Dict Logic - Always With Key not Value

The get/set/in logic of the dict is always by key. The key for each key/value pair is how it is set and found. The value is actually just stored without being looked at, just so it can be retrieved later. In particular get/set/in logic does not use the value. See the last line below.

>>> d = {'a': 'alpha', 'g': 'gamma', 'b': 'beta'}
>>>
>>> d['a']          # key works
'alpha'
>>> 'g' in d
True
>>> 
>>> 'gamma' in d    # value doesn't work
False
>>>

Summary of Dict: Set, Get, in, It's fast

• 1. Set: d[key] = value
• 2. Get: x = d[key]
• 3. In check: key in d
• The dict logic is always by key, the value is just stored
• These are all fast even with millions of key/value pairs

Dict Meals Structure

The dictionary is like memory - put something in, later can retrieve it.

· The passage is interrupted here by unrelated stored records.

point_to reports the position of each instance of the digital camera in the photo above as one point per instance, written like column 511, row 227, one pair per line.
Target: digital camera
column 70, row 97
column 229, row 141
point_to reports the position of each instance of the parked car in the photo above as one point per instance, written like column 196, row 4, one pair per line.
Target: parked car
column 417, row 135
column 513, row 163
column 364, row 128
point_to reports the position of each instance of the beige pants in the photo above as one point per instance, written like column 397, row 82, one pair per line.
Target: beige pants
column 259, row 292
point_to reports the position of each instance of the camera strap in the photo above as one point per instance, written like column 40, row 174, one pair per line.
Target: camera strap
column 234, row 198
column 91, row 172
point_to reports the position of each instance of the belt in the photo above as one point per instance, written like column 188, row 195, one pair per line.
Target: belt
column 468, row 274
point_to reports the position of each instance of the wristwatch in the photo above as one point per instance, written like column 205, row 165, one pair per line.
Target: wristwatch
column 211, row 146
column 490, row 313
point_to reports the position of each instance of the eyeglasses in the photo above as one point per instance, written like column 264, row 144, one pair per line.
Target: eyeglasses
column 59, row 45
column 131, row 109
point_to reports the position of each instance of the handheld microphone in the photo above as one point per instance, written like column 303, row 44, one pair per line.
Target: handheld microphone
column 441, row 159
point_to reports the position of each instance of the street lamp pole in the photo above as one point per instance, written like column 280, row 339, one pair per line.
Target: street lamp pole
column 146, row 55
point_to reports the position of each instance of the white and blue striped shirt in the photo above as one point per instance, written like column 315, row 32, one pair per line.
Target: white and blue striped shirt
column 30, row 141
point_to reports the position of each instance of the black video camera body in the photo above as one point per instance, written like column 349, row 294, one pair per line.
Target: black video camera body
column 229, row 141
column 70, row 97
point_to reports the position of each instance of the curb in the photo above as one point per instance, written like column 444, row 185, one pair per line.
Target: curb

Problems below use a "meals" dict to remember what food was eaten under the keys 'breakfast', 'lunch', 'dinner'.

>>> meals = {}
>>> meals['breakfast'] = 'apple'
>>> meals['lunch'] = 'donut'
>>>
>>> # time passes, other lines run
>>>
>>> # what was lunch again?
>>> meals['lunch']
'donut'
>>> 
>>> # did I have breakfast and dinner yet?
>>> 'breakfast' in meals
True
>>> 'dinner' in meals
False
>>>

Basic Dict Code Examples - Meals

Look at the dict1 "meals" exercises on the experimental server

> dict1 meals exercises

With the "meals" examples, the keys are 'breakfast', 'lunch', 'dinner' and the values are like 'hot dot' and 'bagel'. A key like 'breakfast' may or may not be in the dict, so need to "in" check first. No loops in these.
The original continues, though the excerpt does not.